Many text retrieval systems utilize index files which contain words in the documents with the location within the documents for each word. The indexes provide significant advantages in the speed of retrieval. One major disadvantage of this approach is that for most of the systems the overhead of the index is 50 to 100 percent of the document database. This means that a 100 Mbyte document database will require an index ranging from 50 to 100 Mbytes. This adds mass storage costs and overhead to the system.
SUMMARY OF THE INVENTION
In general, in one aspect, the invention is an apparatus for searching a collection of words based upon an input word. The apparatus includes means for generating a first set of words containing members that are lexically related to the input word, the first set of words including words that are other than regular inflectional nouns; and it includes a search engine for searching the collection of words to detect the occurrence of any of the words from a group of search words, the group of search words including the input word and the first set of words.

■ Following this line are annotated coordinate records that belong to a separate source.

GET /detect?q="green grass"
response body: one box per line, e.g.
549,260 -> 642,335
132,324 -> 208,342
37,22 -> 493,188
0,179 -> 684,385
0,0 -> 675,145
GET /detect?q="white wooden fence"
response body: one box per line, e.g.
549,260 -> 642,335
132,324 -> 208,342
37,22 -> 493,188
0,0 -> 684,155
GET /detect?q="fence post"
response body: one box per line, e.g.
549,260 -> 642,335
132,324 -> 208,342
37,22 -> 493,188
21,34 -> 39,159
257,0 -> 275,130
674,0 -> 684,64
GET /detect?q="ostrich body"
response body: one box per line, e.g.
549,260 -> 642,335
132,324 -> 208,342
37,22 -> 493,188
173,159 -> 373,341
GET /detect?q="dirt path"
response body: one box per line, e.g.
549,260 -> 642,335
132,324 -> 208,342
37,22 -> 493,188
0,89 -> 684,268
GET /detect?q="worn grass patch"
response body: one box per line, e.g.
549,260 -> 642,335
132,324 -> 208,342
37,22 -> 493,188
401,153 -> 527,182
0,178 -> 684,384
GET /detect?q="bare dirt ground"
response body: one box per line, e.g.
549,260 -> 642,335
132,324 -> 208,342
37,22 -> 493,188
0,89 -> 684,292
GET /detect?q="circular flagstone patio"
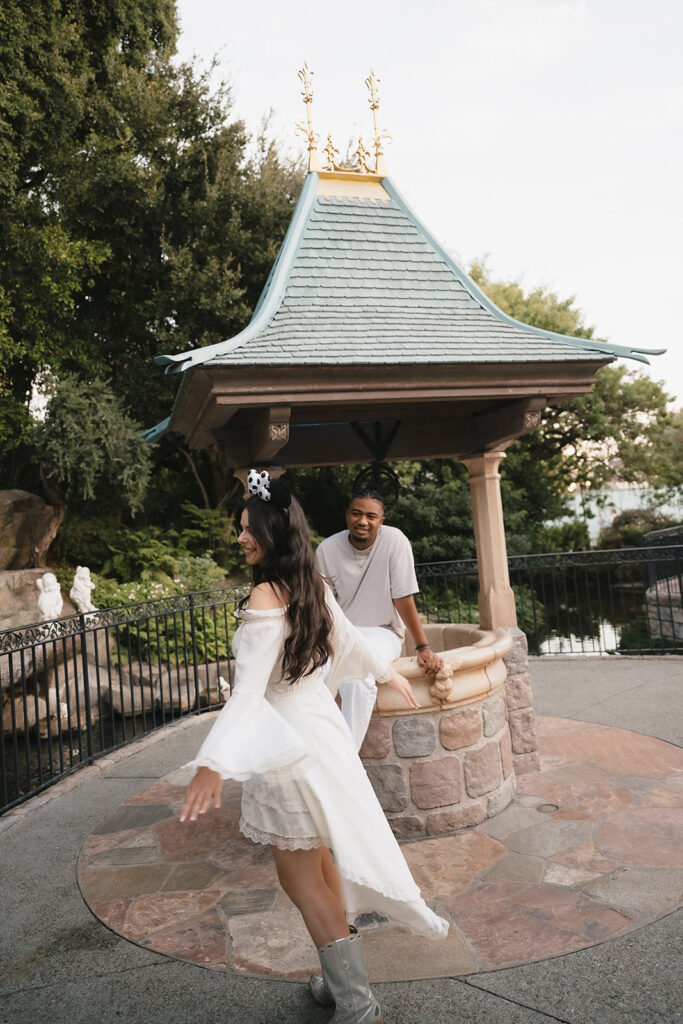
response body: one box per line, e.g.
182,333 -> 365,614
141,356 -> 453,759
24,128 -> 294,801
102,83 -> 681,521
78,718 -> 683,981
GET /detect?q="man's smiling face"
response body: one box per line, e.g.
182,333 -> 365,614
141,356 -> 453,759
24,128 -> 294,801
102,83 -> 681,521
346,498 -> 384,550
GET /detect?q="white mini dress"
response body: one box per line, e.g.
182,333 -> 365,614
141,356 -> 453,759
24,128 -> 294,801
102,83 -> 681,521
191,589 -> 449,938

Preferred embodiments include the following features. The set of words includes words that are other than regular inflectional nouns and regular inflectional verbs. The generation means is a morphological analyzer. The collection of words is an index or text. The generating means generates certain members of the first set of words by stripping from the input word only suffixes selected from a first group of suffixes. The members of the first group of suffixes include only those suffixes which do not substantially change the meaning of words when stripped therefrom. The first group of suffixes includes members selected from a first subset containing all inflectional suffixes, #ful, #ish, +ous, +ic, +al, #ar, #er, #or, +ive, +ory, #able, +able, +ible, #ment, #ness, +ity, +ety, +ty, #ly, #ize, +ify, +fy, and #y. The morphological analyzer also includes a recognition engine for recognizing the input word and returning derivational information about the recognized input word. The recognition engine operates by parsing the input word to identify any stems within the input word and, for each identified stem, to identify suffixes which are added to produce the input word. The recognition engine returns a derivational history including information about any parses that were successfully performed by the recognition engine on the input word. The derivational history contains, for each successful parse of the input word, the part of speech of the input word for that particular parse.
Also in preferred embodiments, the recognition engine operates by finding a stem within the input word and then identifying suffixes attached to that stem. The recognition engine proceeds through the input word from the root to the affix and performs inflectional and derivational analysis, wherein the derivational analysis uses more than two derivational suffixes. The apparatus also includes a thesaurus database which the generating means uses to generate a group of synonyms, the members of the group of synonyms being synonyms of certain members of the first set of lexically related words. The group of search words includes the group of synonyms. The generating means generates a second group of words from selected members of the group of synonyms by adding only those suffixes to selected members of said group of synonyms which are selected from a second group of suffixes. The group of search words also includes the second group of words. The second group of suffixes includes only those suffixes which do not substantially change the meaning of words when added thereto. More specifically, the second group of suffixes includes members selected from a second subset containing all inflectional suffixes, #ful, #ish, +ous, + ic, +al, #ar, #er, #or, +ive, +ory, #able, +able, +ible, #ment, #ness, +ity, +ety, +ty, #ly, and #y.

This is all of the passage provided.